17-я выставка молодых художников Москвы и Московской области. Выставочный зал на Кузнецком Мосту, 11. Москва, 1986
Думаю, что 17-я молодежная выставка тоже сыграла большую роль в становлении русского современного искусства: именно после нее открылись все шлюзы и были постепенно сняты культурные запреты. На этой выставке у нас стали покупать работы — например, у меня официально купили в первый раз именно там. Кажется, с 1987 года уже все московские художники стали участвовать в разнообразных выставках. А до того ситуация была такая, что мы часто не знали, арестуют нас всех или нет. Все сидели и ждали, пока наверху решались эти проблемы, — так что эта выставка стала краеугольным камнем последующего развития.
Павел Пепперштейн, Владимир Сорокин и Юрий Лейдерман.
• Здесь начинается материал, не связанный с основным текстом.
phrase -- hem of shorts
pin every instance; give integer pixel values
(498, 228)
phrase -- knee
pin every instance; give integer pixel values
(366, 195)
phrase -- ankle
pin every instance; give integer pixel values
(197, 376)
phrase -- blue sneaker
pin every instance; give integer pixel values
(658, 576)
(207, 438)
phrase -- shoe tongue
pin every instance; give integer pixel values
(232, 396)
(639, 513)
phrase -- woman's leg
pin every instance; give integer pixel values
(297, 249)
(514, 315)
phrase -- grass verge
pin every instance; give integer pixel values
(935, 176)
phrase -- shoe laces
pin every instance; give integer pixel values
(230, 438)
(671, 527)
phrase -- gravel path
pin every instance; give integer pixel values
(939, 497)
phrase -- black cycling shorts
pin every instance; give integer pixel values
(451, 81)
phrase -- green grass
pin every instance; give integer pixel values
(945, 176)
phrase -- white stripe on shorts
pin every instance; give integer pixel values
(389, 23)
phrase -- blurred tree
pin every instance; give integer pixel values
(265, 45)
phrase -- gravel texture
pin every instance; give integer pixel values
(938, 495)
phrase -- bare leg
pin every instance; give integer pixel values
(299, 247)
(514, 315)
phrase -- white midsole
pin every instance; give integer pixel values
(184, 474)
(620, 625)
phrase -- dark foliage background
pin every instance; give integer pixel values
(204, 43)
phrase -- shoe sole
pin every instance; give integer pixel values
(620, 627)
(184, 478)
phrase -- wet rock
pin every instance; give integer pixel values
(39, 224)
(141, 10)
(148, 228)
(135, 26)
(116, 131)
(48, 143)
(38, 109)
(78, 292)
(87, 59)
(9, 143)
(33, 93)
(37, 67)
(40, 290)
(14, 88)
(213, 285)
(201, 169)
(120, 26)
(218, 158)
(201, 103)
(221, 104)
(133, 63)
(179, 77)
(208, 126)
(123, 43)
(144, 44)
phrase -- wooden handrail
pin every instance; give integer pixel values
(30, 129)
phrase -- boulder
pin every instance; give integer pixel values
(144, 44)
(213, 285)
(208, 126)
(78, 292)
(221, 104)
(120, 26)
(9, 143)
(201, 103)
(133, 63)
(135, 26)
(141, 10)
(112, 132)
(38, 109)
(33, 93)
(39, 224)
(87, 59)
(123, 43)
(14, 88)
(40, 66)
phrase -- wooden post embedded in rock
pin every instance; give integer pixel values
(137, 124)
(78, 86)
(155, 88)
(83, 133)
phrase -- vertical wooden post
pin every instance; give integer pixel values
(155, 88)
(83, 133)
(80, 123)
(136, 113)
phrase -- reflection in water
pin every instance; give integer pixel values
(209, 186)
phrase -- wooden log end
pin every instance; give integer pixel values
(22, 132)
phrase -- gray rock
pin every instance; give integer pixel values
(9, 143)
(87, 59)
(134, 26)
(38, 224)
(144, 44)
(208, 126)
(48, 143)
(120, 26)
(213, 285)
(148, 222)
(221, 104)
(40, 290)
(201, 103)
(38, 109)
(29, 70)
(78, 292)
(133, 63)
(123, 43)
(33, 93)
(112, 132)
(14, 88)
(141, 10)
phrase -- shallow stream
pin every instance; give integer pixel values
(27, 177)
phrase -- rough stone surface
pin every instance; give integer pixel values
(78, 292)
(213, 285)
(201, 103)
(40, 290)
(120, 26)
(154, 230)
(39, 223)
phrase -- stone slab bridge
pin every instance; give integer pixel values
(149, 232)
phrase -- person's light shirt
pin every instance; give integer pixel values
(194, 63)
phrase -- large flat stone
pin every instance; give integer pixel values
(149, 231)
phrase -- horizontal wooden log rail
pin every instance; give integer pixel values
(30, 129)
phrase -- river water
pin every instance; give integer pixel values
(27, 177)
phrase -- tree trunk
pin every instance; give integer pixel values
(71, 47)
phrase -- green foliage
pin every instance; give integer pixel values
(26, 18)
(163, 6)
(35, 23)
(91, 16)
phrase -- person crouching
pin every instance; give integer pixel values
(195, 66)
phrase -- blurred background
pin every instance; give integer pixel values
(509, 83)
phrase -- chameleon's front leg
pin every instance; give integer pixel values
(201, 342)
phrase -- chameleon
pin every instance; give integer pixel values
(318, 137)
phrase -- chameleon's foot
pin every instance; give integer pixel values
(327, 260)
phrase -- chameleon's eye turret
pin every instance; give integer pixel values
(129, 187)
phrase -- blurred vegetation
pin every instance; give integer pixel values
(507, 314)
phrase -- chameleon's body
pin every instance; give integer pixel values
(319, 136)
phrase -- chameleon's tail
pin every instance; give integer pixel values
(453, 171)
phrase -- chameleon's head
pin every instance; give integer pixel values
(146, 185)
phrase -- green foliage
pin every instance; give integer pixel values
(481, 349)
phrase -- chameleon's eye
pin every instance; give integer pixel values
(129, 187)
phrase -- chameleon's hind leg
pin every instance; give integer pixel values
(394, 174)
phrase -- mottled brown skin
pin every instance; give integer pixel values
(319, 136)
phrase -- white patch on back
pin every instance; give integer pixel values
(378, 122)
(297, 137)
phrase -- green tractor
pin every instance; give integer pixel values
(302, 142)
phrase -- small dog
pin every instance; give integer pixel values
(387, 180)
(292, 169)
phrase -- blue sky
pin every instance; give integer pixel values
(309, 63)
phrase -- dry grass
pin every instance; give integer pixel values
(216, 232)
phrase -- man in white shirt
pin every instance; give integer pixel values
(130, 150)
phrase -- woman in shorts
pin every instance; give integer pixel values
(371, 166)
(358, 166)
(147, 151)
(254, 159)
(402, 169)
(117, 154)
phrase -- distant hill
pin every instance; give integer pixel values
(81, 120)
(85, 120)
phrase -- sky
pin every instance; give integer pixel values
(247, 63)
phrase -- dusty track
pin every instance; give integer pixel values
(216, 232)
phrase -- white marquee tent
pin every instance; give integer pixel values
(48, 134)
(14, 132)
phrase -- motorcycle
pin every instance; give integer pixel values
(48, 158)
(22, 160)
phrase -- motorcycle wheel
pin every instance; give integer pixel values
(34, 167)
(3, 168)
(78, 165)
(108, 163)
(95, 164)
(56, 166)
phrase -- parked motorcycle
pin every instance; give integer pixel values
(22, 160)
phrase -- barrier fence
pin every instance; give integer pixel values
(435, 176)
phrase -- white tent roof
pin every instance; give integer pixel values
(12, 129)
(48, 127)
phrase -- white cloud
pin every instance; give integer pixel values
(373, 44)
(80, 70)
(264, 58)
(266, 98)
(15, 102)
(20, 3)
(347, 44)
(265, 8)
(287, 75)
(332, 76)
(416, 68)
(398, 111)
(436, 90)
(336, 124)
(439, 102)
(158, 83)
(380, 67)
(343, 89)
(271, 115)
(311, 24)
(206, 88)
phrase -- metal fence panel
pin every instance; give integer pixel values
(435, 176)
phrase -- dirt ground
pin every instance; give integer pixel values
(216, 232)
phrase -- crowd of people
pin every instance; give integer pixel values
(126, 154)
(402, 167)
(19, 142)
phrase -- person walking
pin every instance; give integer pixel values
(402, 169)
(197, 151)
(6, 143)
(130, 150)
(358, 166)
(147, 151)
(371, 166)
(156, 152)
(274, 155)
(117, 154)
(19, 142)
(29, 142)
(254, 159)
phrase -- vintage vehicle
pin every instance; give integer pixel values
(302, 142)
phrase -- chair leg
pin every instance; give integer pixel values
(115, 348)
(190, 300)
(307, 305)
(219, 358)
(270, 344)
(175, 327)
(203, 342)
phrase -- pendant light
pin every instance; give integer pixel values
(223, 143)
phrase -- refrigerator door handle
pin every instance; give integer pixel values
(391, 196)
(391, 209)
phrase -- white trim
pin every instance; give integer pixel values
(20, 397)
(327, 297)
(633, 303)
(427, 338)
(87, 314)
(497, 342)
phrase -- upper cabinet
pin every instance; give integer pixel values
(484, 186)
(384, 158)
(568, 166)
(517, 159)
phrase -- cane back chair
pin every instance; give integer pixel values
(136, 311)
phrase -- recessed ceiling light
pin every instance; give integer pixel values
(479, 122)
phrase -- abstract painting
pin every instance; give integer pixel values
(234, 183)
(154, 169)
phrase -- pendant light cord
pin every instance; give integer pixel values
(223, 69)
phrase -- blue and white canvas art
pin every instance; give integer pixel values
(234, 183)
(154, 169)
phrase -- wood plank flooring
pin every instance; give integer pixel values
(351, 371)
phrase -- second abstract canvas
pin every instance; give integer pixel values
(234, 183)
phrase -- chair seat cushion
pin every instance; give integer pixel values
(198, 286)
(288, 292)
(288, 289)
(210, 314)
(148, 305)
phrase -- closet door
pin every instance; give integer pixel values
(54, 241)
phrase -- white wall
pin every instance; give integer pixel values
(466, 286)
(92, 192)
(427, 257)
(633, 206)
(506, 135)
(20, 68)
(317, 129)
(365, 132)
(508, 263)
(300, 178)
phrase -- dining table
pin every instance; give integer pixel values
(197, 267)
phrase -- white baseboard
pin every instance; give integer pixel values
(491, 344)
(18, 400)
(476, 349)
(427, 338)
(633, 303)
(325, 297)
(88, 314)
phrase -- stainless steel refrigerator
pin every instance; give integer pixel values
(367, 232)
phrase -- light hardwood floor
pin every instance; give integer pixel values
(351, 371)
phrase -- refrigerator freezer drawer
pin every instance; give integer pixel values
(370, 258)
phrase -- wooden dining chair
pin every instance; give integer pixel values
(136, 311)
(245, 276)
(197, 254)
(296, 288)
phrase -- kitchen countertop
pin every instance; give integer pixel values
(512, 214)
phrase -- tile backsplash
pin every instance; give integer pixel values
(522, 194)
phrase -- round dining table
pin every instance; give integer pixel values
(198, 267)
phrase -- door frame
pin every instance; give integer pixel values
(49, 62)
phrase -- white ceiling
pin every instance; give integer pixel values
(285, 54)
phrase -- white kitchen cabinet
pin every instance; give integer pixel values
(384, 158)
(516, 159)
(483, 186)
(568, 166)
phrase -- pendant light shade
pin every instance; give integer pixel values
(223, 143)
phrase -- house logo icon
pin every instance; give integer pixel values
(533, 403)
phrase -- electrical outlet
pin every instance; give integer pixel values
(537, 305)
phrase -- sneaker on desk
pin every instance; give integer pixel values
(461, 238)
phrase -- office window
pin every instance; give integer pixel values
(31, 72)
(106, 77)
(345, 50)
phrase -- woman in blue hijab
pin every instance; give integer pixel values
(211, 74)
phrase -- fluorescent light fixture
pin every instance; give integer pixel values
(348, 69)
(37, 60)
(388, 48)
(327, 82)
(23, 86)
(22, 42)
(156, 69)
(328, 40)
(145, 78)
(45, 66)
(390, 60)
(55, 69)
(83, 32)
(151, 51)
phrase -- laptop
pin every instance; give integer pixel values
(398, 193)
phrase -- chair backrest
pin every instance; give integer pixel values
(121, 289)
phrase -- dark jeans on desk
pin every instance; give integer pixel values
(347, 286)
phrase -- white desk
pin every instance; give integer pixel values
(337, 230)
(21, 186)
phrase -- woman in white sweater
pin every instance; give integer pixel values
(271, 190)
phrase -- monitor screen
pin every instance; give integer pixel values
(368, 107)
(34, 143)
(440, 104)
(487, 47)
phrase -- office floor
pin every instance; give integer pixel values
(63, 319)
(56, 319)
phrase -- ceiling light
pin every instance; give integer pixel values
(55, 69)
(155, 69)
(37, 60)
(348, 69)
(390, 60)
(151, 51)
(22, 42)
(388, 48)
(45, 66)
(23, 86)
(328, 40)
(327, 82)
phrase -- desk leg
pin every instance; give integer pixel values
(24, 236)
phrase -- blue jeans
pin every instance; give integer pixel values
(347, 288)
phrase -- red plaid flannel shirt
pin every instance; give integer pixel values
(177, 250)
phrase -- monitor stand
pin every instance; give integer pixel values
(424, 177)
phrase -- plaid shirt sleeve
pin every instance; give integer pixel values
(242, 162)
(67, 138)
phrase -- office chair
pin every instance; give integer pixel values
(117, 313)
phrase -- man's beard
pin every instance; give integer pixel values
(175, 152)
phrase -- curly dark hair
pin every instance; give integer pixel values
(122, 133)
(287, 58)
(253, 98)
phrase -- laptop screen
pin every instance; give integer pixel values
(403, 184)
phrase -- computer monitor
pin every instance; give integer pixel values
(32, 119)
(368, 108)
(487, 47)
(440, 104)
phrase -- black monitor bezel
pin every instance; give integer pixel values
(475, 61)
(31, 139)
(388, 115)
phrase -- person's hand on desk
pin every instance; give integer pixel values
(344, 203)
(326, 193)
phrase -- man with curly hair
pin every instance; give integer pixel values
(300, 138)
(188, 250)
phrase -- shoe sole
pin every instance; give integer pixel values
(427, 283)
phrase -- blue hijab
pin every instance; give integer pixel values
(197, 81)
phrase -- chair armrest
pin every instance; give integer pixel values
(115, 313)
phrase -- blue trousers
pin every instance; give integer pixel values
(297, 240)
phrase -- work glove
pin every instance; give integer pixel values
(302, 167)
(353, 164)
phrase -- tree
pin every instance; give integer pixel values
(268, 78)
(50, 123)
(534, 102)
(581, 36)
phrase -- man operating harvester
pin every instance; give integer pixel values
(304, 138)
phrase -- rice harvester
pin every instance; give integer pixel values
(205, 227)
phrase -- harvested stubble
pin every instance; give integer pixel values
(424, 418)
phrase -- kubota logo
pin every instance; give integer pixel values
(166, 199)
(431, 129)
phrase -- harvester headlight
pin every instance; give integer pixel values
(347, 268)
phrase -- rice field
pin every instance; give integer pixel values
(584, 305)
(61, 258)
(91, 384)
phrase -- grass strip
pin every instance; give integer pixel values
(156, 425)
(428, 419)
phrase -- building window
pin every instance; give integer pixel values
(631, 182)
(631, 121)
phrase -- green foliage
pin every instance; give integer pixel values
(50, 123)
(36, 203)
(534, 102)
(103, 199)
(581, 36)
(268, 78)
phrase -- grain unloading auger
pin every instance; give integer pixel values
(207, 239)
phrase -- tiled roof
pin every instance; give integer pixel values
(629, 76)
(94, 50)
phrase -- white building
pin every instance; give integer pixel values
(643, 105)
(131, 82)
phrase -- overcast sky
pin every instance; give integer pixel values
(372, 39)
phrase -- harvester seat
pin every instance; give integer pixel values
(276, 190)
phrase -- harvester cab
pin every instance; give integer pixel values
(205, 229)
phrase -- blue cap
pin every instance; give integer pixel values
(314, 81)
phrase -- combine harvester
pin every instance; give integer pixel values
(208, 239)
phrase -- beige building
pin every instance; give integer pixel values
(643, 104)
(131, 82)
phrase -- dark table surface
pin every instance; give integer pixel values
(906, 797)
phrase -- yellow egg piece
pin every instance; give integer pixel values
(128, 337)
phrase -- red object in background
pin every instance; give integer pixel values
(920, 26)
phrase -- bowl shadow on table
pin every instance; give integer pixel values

Москва, квартира Георгия Кизевальтера, 1987
А вот забавная фотография — ко мне в гости пришел писатель Владимир Сорокин вместе с молодыми ребятами, Пашей Пепперштейном и Юрой Лейдерманом. Здесь и произошло зарождение группы «Медицинская герменевтика» — именно в тот момент они познакомились друг с другом. Пашу я помню еще мальчиком, а с Юрой познакомился в начале 1980-х, и вот «старшие товарищи» решили их с Пашей познакомить: они оба хотели создать художественную группу. Все художники тогда стремились объединяться в группы: вместе было легче выживать, по крайней мере не так страшно было — создавалось ощущение духовной общности и близости.
Выставка художественной группы «Коллективные действия» «Исследование документации». Москва, 1989
Альбом заканчивается метадокументированием, снимком экспозиции под названием «Исследование документации». На выставке были представлены и мои фотографии, и Игоря Макаревича, и Андрея Абрамова. Выставка как бы завершила для нас 1980-е годы. Я помню, что тогда у всех была огромная эйфория: нас разрешили, и мы наивно полагали, что будем все время ездить за рубеж с выставками. Но примерно через год все стало сходить на нет. Оказалось, что у Запада интерес к нам иссяк. Мы были обескуражены — ждали, что нас примут в общую семью художников, а они выбрали двух-трех человек, и все. Так и пошло дальше: даже сейчас на Западе русское современное искусство знают очень плохо. Мне трудно сказать, был ли это момент конкуренции или мы не очень хорошо вписываемся в некий «общий контекст», но даже Кабакова не очень-то жалуют в Америке, где он живет, — а намного лучше знают в Европе, где к нам в целом, как мне кажется, больше интереса. Я много лет прожил в Канаде; там они помнят нашу классику, хорошо знают нашу классическую музыку, но что касается визуального искусства — то это Кабаков, Булатов, Комар и Меламид, позже появился Борис Михайлов — и, по сути, всё. Как будто, кроме этих художников, никто ничего и не делает… С другой стороны, выставки все же идут, мы участвуем, есть публикации, и это нормально. Жизнь просто вернулась в спокойное, естественное русло. Нужно работать дальше.